Enrique Buendía, muchacho infeliz con vida
infeliz y trabajo infeliz, pero que guarda un alarido de alegría en el último
rincón de su alma. Sobre esto, él sabe. Dejados de lado sus discos de Chopin,
blues y baladas, en ocasiones escucha cumbia y el alarido se enciende,
amenazando con salir. Enrique se siente estúpido y soso: la gente a su
alrededor es también infeliz y por ende frenan y ridiculizan a quien se atreve
a ser feliz. Nueva actividad: novia aburrida, con el fin de llenar su
aburrimiento, propone clases de cumbia. Intrigado, Enrique acepta. En cuanto
entra a la academia, cumbia por doquier. Lo ponen a bailar.
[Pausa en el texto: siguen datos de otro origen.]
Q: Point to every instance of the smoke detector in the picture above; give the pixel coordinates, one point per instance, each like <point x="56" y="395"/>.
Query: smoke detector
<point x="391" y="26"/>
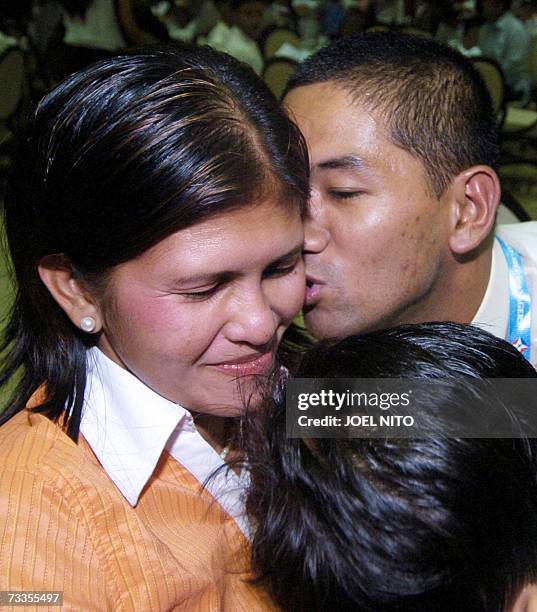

Sus pies,
curiosamente, reaccionan al baile: se dejan llevar. Al principio frío, luego
caliente. Al cabo de un momento, ya está bailando. Enrique es feliz, por
primera vez el alarido oculto sale, brinca, brilla, es inefable, no puede dejar
de bailar. La felicidad lo embarga, no lo suelta, Enrique no puede controlarla,
el alarido es grandísimo y viene desde hondo, Ayuda, dice feliz y sonriente
hasta el desfiguro, No puedo – pum. Cae al suelo, todos conmocionados. Viejita
por ahí comenta que no es la primera vez que a alguien se le para el corazón de
tanta felicidad súbita. Naturalmente, pocos van a su funeral.